Hello fellow diesel lovers! Does anyone have the alignment specs for the for the 335d non-sport package e90? Will the specs be the same as the 335I? I presume no, but have no clue what it is. My guy will be using the hunter machine. Thanks guys, and sorry if this has been asked before, my search function on andriod app can't find it.

Sent from my SPH-D700 using Bimmer


----------



## Flyingman (Sep 13, 2009)

Clipper, looks like no takers on this forum.

I've noticed my RFT are wearing heavier along the outside edge on the fronts. Dealer said I need alignment. I suspect they have been this way since new. Tires have almost 31k and are due for replacement. My tire guy does tires but not alignment.

Need to find a good alignment place, BMW does it for $170 and their price for tires are about 20% higher than I can get elsewhere.


----------



## KeithS (Dec 30, 2001)

Here in NJ most of the dealers do a buy 3 get one free on tires. After their overpriced mounting/balancing ends up only being a little more than the tire places.


----------



## Flyingman (Sep 13, 2009)

My SA didn't offer me that, but I'll inquire again.
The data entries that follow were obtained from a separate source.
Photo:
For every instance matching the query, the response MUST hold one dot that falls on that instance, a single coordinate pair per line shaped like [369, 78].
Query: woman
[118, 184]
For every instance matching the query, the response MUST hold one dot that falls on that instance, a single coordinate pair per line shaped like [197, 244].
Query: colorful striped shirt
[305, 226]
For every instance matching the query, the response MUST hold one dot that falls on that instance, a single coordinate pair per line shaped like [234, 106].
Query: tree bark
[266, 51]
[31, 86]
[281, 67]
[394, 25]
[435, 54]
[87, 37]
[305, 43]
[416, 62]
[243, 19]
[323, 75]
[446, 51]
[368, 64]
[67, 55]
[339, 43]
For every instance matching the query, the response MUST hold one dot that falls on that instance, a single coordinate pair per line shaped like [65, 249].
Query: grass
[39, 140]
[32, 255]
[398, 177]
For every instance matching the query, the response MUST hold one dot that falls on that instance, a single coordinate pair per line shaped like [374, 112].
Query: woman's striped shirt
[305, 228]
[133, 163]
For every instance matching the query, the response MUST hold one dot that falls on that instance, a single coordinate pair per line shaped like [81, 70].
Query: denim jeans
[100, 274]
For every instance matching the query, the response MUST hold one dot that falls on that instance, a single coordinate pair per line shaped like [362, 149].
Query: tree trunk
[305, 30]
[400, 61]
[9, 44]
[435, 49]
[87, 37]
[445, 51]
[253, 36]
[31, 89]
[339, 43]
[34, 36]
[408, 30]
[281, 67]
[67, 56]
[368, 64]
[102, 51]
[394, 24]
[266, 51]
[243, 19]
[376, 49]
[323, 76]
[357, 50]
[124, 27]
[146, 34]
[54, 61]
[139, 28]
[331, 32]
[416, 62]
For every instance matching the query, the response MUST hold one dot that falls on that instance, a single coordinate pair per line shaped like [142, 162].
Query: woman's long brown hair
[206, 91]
I'll definitely go back on with the Bridgestones.:thumbup:

Anyone have similar issues with outer fronts wearing more?:dunno:


----------



## cssnms (Jan 24, 2011)

clippernation said:


> Hello fellow diesel lovers! Does anyone have the alignment specs for the for the 335d non-sport package e90? Will the specs be the same as the 335I? I presume no, but have no clue what it is. My guy will be using the hunter machine. Thanks guys, and sorry if this has been asked before, my search function on andriod app can't find it.
> 
> Sent from my SPH-D700 using Bimmer


The Hunter will have the e90 335i alignment specs in its computer system. Have him use those.


----------



## Stugots (Jan 1, 2010)

Flyingman said:


> My SA didn't offer me that, but I'll inquire again.
> 
> I'll definitely go back on with the Bridgestones.:thumbup:
> 
> Anyone have similar issues with outer fronts wearing more?:dunno:


I haven't, but it definitely sounds like an alignment thing. Our tires should naturally wear more on the inside, thanks to the camber, but the outside should not, as far as I know.


----------



## taibanl (Oct 3, 2010)

Just got mine done. Will post tomorrow


----------



## Flyingman (Sep 13, 2009)

Stugots said:


> I haven't, but it definitely sounds like an alignment thing. Our tires should naturally wear more on the inside, thanks to the camber, but the outside should not, as far as I know.


Well, with 31K+ on this original set I'm not too concerned about them now.

Will definietly get them aligned when I install new ones. Just need to decide if I'll have BMW do it or a third party.

I sent BMW an email asking them to quote a new set of OEM tires with balance and alignment. No response, typical of these guys I'm afraid.:dunno:


----------



## clippernation (Mar 1, 2010)

cssnms said:


> The Hunter will have the e90 335i alignment specs in its computer system. Have him use those.


Yup good call. I got it done at a shop with the hunter system. Will post the readout results when I get home! Thanks for the help guys.


----------